Однако в последнее время ситуация изменилась. Во-первых, произошла значительная перестройка общества. В отличие от эпохи «раннего ельцинизма» достаточно монолитная «когорта» успешных распалась на множество грызущихся между собой групп. Что, впрочем, было предопределено со 100% вероятностью: количество благ, как известно, всегда меньше, чем количество желающих ими владеть. В результате этой борьбы часть из этих «граждан» приняла взгляды, во многом, противоположные изначальным. По «периферийным вопросам», конечно – например, по вопросу «патриотизма».

Подобный выбор, кстати, представляет собой чисто «системное» решение – поскольку борьба с народом оказалась неактуальной (по причине упорного нежелания народа бороться за свои права), то определяющим фактором в действиях элит оказалась внутриэлитарная борьба. А в ней принятие «патриотической позиции» явилось довольно эффективным механизмом. Поскольку это позволило выйти за рамки существующего изначально ультралиберального «поля» и бить «противников» оттуда, откуда они не ждали: изначально в «новорусской среде» патриотизм полагался признаком «быдла», т.е. противника однозначно слабого.

Подобная «тактическая» особенность стала основанием для формирования вначале «позднеельцинского», а затем и путинского «патриотизма». Следует понимать, что этот «патриотизм» не является идеологией, сколь-либо выходящей за рамки антисоветизма – базисной метаидеологии постсоветского пространства. Однако кое-какие, «локальные» моменты этот «патриотизм» изменил — например, он привел к смене отношений к «советскому наследию» (не ко всему и не глубоко, но все же), в том числе, и в отношении к праздникам.
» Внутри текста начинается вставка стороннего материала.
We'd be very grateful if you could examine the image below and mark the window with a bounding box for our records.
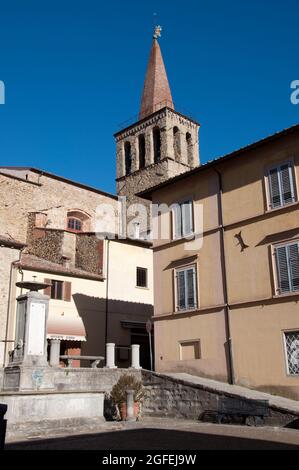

Причем, Дню Победы повезло больше всего – этот праздник оказался не только полностью принят «патриотической частью» элиты, но и «поднялся» на более высокий уровень по сравнению с советским периодом. (Поскольку «базисные» советские праздники –«7 ноября» и «1 мая» элитой на были приняты, а «праздники новой России» игнорировались массами с неизменным постоянством).

В результате чего, пренебрежительное отношение ко Дню Победы, характерное для 1990 годов сменилось на некоторую восторженность в 2000 и 2010 гг. Однако одновременно с изменением отношения в элитарной среде происходили изменения и среди широких масс. Советские ценности, господствующие в обществе (при этом охваченном антисоветизмом, такой вот парадокс) 1990 годов, со временем утратили свою «абсолютность». В том числе это касается и Победы: если в 1990 годы ее значение – в массах – оставалась высоким, то уже в 2010 это стало не так. Во многом, подобное изменение связано с тем, что ветераны, еще 20 лет назад представляющие значительную часть общества, практически все ушли. А следовательно, Победа «передвинулась» из разряда «живых» исторических событий к «чистой» истории, заняв место где-то рядом с Бородинским сражением и нашествием Батыя. Если жившие рядом деды еще что-то могли значить в жизни человека, то прадеды, да еще и умершие – не значат ничего. В связи с этим неоспоримая сакральность победы перестала быть таковой.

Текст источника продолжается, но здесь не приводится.